For the record, I think college sports is corrupt as can be. has been for a long time, even before the big money flowed in. I'm all for the universities getting out of the entertainment sports business, pay the players as a minor league system for the NFL and NBA, it could be structured similar to the minors in baseball, with a limit of 4 years eligibility.

Leave ideology for religion.

1 comment:

Robert Guell said...

It seems to me that the NCAA rules with regard to recruiting and compensation of "students athletes" are in place to preserve a small shred of "student" in that term and to allow schools to comply with Title IX without going bankrupt. If there were a bidding war for a highly talented quarterback, there would be no money left over to provide scholarships or opportunities in other (non-revenue) sports.

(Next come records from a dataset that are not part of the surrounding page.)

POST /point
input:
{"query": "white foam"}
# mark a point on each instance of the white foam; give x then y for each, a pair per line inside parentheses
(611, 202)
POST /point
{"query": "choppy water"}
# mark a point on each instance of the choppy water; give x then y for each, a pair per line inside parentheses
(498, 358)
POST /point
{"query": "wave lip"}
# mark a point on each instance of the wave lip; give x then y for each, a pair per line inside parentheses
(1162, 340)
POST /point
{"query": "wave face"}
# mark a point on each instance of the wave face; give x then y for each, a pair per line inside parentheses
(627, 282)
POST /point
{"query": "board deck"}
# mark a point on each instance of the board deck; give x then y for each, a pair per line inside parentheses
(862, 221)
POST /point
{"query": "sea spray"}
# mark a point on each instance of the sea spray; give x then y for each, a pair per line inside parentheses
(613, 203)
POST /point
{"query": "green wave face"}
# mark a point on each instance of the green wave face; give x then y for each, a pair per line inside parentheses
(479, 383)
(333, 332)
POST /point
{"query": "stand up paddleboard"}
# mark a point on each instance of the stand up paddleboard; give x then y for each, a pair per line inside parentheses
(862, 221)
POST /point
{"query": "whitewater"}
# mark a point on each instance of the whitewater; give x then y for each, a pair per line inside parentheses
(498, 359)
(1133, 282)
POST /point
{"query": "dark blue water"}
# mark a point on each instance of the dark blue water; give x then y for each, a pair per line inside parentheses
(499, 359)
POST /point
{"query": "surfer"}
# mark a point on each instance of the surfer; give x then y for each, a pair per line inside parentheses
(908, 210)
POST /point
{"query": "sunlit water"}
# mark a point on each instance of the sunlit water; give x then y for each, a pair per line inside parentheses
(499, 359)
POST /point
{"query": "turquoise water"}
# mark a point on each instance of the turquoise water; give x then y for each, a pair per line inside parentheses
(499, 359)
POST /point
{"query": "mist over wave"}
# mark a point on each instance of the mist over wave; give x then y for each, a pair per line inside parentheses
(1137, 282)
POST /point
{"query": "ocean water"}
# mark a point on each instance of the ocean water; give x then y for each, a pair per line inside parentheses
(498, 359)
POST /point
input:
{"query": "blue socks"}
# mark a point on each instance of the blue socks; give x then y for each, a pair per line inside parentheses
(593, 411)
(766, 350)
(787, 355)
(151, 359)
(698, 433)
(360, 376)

My daughter is a perfect example of someone who is likely to be on the receiving end of this purposeful "exploitation." She is a very talented distance swimmer. Swimming is the very model of a non-revenue sport (in college swimming athletes typically outnumber spectators 10 to 1). Should a highly toughted quarterback or power forward subsidize my daughter's education? If your goal is economic efficiency, the answer is clearly no. That is not the goal. The goal is to provide educational opportunities to men and women from a variety of backgrounds.

Look at another issue: Social Security. If you look at it like an investment, using the "rate-of-return" metric you quickly discover that Social Security is a terrible retirement program to anyone under age 50 with earned income higher than the poverty level. Social Security's backers would say that it wasn't intended to be a good investment: it was intended to be an insurance policy.

The point is this: when you disagree on the yardstick, you'll disagree on the measurement everytime. College athletics is not about economic efficiency so if you measure it using the tools that measure economic efficiency, you'll come to conclusion that it is not economically efficient.